Tools that use artificial intelligence, such as ChatGPT, are advancing at an extraordinary speed and much enthusiasm has been generated with applications to streamline decision-making in companies, such as decisions in a demand planning or selection process from suppliers. However, faced with several opportunities for improving such processes, it is essential to keep their limitations and risks in mind.
How we learn in this text by Leonardo Julianelli, humans, even in business environments, resort to decision heuristics – simplifying rules – to deal with the complexity and imposed time and cost constraints. Often, these heuristics end up being contaminated by a series of cognitive biases, such as the availability bias or the survival bias, for example, impairing the quality of the analysis, and therefore generating non-optimized decisions.

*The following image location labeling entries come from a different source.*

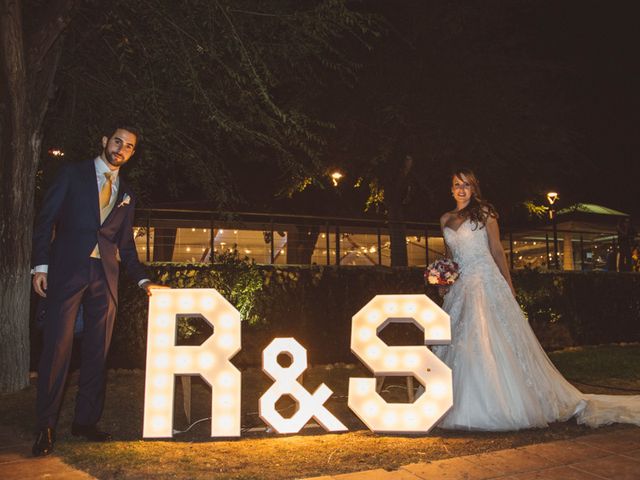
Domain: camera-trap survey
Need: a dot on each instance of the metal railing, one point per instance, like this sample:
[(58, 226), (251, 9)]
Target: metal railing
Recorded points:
[(180, 235)]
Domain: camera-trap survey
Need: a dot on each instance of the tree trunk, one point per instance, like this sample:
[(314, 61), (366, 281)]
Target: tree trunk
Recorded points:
[(26, 84), (395, 195)]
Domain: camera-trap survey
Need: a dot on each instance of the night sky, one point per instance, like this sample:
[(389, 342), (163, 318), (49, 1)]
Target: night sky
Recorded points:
[(535, 95), (593, 46)]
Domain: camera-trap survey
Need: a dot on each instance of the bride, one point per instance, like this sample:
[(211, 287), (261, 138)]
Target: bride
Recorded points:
[(502, 378)]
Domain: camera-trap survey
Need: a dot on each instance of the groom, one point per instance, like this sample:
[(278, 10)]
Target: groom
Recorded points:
[(82, 234)]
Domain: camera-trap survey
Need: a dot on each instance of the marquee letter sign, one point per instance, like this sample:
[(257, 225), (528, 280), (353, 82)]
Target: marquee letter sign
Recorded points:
[(418, 361), (210, 360), (286, 383)]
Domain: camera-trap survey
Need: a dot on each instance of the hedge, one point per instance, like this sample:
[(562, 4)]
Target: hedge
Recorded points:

Likewise, AI can also fall prey to similar biases if its algorithms are fed historical data that contain such biases. For example, in demand planning, the availability heuristic can lead to excessive inventory levels after a successful promotion, as the promotion becomes more "available" in memory and therefore it may seem more likely to models that high sales occur again, without this being necessarily true.
Se within a selection process, an AI model is trained on data previous that reflect a preference for specific suppliers due to human biases, the model may continue to favor these suppliers even when others may be more efficient or cost-effective. This could lead to a cycle of self reinforcement where this algorithmic bias, once incorporated, becomes increasingly difficult to identify and correct.
To mitigate these problems in the decision-making process, it is crucial to employ a combination of approaches, where AI acts as a support to accelerate the process, and observe its behavior, identifying opportunities to improve its training for increasingly autonomous application.